At a time when questions surround the practices of certain Australian racing administrations, the tight ship run by Hong Kong Jockey Club is sailing along more truly than ever.

While there may be a moral dilemma in an organisation that operates Hong Kong's only legal gambling outlets being the territory's largest community benefactor, at least the Hong Kong Jockey Club is doing what it does transparently, directly and in massive volume.

As well as being Hong Kong's leading charitable donor, putting $HK1.5 billion ($A184.59 million) a year back into the community, the Jockey Club is one of the world's top 15 charitable institutions.

Since 1973 the Jockey Club's donations to charitable and community projects have exceeded $HK30 billion ($A3.692 billion), according to its annual report.

The money comes, unashamedly, from gambling.

Hong Kong punters bet almost $140 billion in the past financial year on horse racing, football and lotteries, all operated by the Jockey Club, 82 per cent of which was returned to the punters.

The Jockey Club's director of charities, Douglas So, is responsible for handing out the "rebate" to both the punters and the rest of the community through the HKJC Charities Trust.

"In the last year, the Trust supported 155 different projects large and small," Mr So said.

"Together, they touched the lives of some 5.4 million Hong Kong residents, or three-quarters of the population."

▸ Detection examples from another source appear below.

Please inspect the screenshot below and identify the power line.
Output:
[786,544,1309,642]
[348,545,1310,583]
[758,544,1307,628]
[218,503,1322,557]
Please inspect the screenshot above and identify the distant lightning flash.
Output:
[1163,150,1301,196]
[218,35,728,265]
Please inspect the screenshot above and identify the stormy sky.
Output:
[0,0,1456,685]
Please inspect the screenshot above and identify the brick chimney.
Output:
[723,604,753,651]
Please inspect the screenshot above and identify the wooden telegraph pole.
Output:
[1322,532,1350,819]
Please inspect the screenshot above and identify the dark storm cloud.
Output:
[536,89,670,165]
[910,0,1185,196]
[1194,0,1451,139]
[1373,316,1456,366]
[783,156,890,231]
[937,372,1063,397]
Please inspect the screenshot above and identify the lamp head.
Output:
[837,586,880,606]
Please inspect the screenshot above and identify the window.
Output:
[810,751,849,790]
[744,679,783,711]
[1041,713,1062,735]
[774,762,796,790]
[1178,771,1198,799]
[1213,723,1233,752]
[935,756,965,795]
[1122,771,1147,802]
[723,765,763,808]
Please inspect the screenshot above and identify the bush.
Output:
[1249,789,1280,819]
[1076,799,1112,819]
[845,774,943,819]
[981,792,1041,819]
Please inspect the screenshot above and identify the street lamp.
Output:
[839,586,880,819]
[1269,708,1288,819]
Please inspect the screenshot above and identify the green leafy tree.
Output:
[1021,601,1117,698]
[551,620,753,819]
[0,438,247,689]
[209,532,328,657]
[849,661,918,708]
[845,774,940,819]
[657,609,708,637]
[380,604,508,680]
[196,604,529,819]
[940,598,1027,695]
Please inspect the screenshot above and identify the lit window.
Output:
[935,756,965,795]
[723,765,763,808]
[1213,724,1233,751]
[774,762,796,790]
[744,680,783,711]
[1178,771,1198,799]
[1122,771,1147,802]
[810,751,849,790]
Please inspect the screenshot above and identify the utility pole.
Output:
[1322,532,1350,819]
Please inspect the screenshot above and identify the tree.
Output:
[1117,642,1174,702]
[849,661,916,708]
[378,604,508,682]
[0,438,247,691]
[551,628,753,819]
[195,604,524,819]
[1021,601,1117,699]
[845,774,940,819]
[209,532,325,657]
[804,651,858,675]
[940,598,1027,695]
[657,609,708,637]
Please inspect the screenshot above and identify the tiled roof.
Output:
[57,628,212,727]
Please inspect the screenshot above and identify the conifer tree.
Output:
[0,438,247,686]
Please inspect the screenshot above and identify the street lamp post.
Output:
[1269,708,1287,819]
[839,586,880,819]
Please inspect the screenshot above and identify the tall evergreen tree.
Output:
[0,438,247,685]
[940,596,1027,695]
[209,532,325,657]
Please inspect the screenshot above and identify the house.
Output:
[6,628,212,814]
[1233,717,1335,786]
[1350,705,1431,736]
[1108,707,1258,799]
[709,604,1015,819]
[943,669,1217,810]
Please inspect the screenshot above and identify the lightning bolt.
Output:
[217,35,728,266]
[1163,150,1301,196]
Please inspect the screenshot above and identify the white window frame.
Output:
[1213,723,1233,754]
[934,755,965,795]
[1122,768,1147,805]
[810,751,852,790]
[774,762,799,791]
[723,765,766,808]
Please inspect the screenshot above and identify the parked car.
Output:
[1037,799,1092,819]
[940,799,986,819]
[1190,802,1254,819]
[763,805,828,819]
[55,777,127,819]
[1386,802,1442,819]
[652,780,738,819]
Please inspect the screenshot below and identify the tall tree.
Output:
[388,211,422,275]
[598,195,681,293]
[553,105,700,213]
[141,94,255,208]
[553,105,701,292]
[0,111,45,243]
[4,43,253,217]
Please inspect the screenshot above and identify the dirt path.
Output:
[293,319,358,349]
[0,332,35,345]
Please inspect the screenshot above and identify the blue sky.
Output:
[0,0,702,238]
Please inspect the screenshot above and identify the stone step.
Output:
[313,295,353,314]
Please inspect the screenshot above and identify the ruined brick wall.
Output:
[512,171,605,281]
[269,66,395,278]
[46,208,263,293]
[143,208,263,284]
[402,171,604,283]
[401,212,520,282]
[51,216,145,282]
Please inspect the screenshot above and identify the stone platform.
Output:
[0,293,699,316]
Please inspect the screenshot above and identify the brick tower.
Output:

The diversity of the Trust's operations is reflected in the recent establishment of Hong Kong's only public golf course and an accompanying golf academy that has already had 13,000 students.

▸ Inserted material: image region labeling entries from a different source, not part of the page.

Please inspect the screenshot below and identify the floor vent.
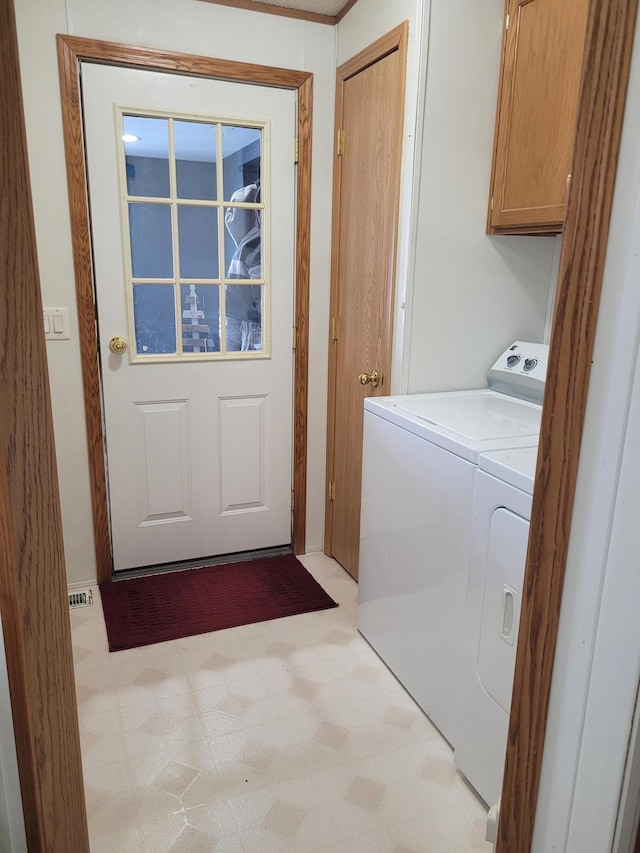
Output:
[69,589,93,609]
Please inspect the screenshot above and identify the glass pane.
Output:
[225,284,262,352]
[129,202,173,278]
[123,116,169,198]
[180,284,220,353]
[222,124,262,201]
[133,284,177,355]
[173,121,217,201]
[224,207,262,278]
[178,204,219,278]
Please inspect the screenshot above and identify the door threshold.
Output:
[111,545,293,581]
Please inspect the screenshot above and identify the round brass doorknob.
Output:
[358,370,380,388]
[109,335,129,355]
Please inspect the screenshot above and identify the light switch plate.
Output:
[42,308,69,341]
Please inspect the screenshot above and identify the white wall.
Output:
[533,10,640,853]
[15,0,336,583]
[402,0,559,392]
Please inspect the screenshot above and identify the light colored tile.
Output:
[386,814,457,853]
[153,761,199,797]
[139,814,186,853]
[264,746,306,785]
[128,741,215,787]
[133,785,182,823]
[180,767,227,809]
[344,776,386,812]
[260,799,306,841]
[169,826,218,853]
[80,733,127,768]
[83,761,132,815]
[91,825,141,853]
[326,801,383,839]
[88,791,138,839]
[229,789,273,832]
[71,552,496,853]
[184,800,245,836]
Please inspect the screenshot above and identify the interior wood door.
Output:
[82,64,295,571]
[325,25,406,578]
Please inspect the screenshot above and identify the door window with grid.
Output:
[117,108,270,362]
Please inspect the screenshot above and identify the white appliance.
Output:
[358,341,548,744]
[454,447,538,803]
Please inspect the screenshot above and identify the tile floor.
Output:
[71,553,491,853]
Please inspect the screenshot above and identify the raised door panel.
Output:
[325,27,405,578]
[488,0,588,233]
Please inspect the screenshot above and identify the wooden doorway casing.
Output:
[57,40,313,583]
[0,0,637,853]
[496,0,638,853]
[0,0,89,853]
[324,22,408,579]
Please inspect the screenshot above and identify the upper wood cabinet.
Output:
[487,0,589,234]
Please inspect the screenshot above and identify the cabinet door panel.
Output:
[488,0,588,233]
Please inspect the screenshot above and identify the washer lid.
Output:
[478,447,538,495]
[396,394,541,441]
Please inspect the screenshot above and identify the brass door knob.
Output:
[358,370,380,388]
[109,335,129,355]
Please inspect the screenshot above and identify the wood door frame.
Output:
[0,0,89,853]
[323,21,409,554]
[496,0,640,853]
[57,35,313,583]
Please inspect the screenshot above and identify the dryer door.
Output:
[478,507,529,714]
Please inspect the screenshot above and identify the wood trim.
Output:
[336,21,409,80]
[57,35,313,583]
[496,0,638,853]
[292,78,313,554]
[0,2,89,853]
[323,21,409,555]
[195,0,338,25]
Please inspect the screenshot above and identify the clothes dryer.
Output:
[454,448,537,805]
[358,341,547,745]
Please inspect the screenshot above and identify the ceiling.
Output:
[245,0,349,15]
[199,0,355,24]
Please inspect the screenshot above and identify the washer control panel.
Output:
[487,341,549,403]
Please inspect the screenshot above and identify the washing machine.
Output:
[454,447,537,805]
[358,341,548,746]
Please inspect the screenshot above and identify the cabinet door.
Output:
[487,0,589,234]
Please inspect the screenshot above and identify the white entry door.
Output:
[82,64,295,571]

Political or religious restrictions that might apply in other parts of China are notably absent in Hong Kong, a recent example being the $HK137 million donation to the HK Young Women's Christian Association to fund a senior citizens' rehabilitation centre.

The club also gave another $HK110m million this year to upgrade facilities in the territory's 250 elderly citizen centres, many of which it built.

Its donations over the past 15 years to Hong Kong's 11 universities is more than $HK3.2 billion.

The Hong Jockey Club is also one of the territory's largest employers, providing 26,400 full and part time jobs.

For better-or-worse, almost all of it is down to gambling.

On Sunday at the Hong Kong Jockey Club's major annual International race meeting punters invested some $1.2 billion on the 10 races.

Much of it went back to the lucky ones as dividends, but 13.2 per cent of all money bet at Hong's two race meetings a week also goes straight back to the community, including those who have never had a bet.